The salt‐soluble proteins and crude globulins of black gram ( Phaseolus mungo , Rox b), using crossed immunoelectrophoresis for identification, were separated into 28–29 and seven to eight individual components, respectively. Three major globulins (G1, G2 and G3), of which G1 was identified as a glycoprotein, were purified by anionexchange chromatography followed by gel filtration. Fused rocket immunoelectrophoresis was used for the localisation of these proteins in the different fractions. In crossed immunoelectrophoresis, purified G1 and G2 globulins each showed a single peak, while G3 globulin still contained four to five distinct peaks. Sodium dodecyl sulphate‐polyacrylamide gel electrophoresis showed three subunits for G1 globulin (molecular weight 64 500, 55 000 and 50 000), three distinct subunits for G2 globulin (mol. wt. 67 000, 60 000 and 16 000), and six distinct subunits for G3 globulin (mol. wt 50 000, 42 000, 28 000, 26 000, 21 000 and 10 000).
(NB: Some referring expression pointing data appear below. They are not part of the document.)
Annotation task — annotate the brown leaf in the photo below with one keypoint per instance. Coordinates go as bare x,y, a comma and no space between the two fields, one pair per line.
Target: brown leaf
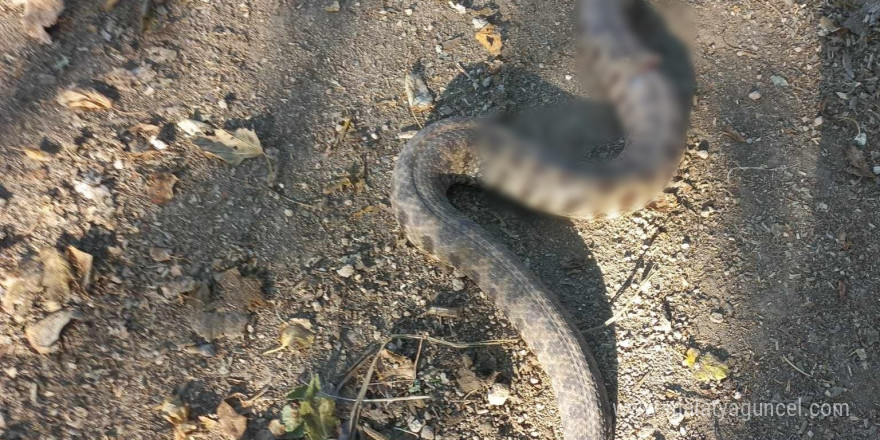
84,99
36,154
857,165
392,366
242,292
160,187
43,334
490,38
109,5
232,424
82,262
40,14
146,130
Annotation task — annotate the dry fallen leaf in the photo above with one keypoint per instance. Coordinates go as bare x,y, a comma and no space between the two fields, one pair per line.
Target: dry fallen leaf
84,99
857,165
240,291
232,424
177,413
490,38
231,147
392,366
705,366
37,154
56,278
82,262
43,334
38,15
160,187
296,331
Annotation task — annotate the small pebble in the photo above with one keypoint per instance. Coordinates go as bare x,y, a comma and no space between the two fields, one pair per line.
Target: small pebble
861,140
457,285
498,394
428,433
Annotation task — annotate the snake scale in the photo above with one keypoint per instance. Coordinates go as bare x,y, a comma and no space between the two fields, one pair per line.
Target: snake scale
473,150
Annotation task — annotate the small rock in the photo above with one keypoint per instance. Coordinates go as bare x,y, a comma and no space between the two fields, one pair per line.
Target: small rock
676,419
861,140
415,425
457,284
206,350
345,271
458,7
498,394
45,332
160,254
778,81
428,433
417,93
479,22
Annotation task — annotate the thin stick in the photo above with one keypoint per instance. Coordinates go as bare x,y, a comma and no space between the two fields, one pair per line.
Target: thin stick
761,168
416,363
349,427
415,118
459,345
795,366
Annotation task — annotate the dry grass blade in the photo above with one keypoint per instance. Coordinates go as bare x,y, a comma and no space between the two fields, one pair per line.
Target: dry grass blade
84,100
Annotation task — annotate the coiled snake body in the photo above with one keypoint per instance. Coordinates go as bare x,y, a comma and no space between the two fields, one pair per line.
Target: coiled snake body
473,150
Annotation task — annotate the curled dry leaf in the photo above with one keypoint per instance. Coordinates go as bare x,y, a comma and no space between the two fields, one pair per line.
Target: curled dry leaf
490,38
177,413
82,263
856,163
232,425
705,366
231,147
160,187
244,293
43,334
84,99
392,366
417,94
56,278
296,331
37,154
38,15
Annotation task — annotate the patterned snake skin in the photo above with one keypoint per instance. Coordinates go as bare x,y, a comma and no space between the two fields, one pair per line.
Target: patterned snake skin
477,151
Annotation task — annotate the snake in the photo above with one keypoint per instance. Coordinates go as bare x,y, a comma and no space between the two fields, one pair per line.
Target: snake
476,150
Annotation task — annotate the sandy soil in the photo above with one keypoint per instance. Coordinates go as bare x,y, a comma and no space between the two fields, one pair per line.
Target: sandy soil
761,253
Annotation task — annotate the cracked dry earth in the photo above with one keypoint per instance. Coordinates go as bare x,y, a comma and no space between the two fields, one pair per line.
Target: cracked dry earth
762,252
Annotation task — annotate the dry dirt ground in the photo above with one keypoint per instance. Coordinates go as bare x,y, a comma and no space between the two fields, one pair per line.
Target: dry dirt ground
763,252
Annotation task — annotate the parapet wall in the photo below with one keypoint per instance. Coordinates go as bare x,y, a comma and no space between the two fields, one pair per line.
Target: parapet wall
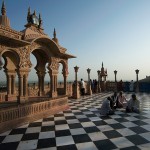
21,114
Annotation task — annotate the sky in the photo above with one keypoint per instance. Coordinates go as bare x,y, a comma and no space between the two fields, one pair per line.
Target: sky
115,32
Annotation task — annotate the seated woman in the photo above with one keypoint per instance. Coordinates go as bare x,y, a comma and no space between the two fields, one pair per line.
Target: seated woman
121,101
133,105
105,108
114,98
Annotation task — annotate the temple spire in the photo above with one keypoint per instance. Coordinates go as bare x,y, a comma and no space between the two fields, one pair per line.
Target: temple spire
34,13
40,21
3,9
28,15
54,34
55,38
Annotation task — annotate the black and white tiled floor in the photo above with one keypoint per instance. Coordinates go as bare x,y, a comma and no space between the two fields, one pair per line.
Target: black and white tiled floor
82,128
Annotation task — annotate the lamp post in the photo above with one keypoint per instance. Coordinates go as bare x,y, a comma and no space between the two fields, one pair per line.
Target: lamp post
76,92
1,63
137,80
89,84
115,72
76,68
99,87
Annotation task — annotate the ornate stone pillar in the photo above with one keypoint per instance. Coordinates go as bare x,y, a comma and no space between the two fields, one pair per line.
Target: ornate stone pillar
115,72
89,91
99,87
13,84
137,80
10,85
76,92
53,72
65,75
41,76
20,85
25,86
53,86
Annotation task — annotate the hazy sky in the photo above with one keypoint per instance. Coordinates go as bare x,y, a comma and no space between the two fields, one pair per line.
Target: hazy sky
115,32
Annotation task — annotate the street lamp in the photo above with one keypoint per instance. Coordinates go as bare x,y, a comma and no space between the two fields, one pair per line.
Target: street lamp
115,72
137,80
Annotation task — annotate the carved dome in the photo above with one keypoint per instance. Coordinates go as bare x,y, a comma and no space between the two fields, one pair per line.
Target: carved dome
3,18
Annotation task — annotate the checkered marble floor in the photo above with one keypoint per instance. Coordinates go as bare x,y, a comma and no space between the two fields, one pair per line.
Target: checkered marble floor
81,127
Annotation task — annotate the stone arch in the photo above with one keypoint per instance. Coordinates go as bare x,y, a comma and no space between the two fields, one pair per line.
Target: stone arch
45,42
42,59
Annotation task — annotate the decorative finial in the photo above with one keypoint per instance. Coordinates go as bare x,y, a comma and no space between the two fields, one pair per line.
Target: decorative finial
40,21
3,9
54,34
34,13
28,16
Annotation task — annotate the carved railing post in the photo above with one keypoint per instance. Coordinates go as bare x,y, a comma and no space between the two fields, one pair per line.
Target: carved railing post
89,91
76,92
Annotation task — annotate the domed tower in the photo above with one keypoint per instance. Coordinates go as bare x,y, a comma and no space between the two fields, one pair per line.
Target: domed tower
103,75
4,21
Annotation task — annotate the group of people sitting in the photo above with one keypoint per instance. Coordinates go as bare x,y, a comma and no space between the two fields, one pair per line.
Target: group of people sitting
119,101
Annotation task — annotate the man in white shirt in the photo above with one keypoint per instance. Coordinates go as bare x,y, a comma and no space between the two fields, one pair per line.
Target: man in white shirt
82,87
133,105
105,108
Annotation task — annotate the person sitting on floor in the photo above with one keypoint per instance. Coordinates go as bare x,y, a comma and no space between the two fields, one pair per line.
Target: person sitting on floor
133,105
105,108
121,101
114,98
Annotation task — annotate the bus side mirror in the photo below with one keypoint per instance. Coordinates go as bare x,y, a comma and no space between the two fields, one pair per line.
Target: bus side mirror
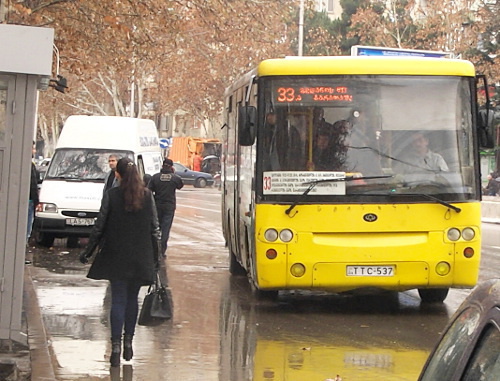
247,118
485,121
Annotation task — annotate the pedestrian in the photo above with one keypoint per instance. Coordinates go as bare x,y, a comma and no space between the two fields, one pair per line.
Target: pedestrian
493,186
128,235
110,180
164,185
33,200
197,160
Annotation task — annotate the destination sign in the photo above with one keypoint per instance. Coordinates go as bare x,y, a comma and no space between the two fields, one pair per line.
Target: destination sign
313,94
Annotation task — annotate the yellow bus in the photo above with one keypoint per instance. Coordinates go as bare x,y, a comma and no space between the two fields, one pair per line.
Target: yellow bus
345,173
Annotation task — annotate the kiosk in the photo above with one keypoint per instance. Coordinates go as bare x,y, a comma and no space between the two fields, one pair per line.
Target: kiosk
25,68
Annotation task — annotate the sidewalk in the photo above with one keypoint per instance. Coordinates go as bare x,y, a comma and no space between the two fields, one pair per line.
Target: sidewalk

Isoelectric focusing in 6m urea showed three acidic subunits for G1 globulin. G2 subunits were separated into three acidic and two basic subunits. G3 globulin contained about ten acidic subunits. Immunochemical examination of pure G1 globulin indicated microheterogeneity similar to that found for vicilin extracted from other legume seeds. Based on molecular weights, subunit structure and amino acid composition, the G1 globulin of black gram was found to correspond with vicilin (glycoprotein II), and G2 globulin to legumin of other legume seed proteins. G1 and G3 globulins were found to be major storage proteins in black gram.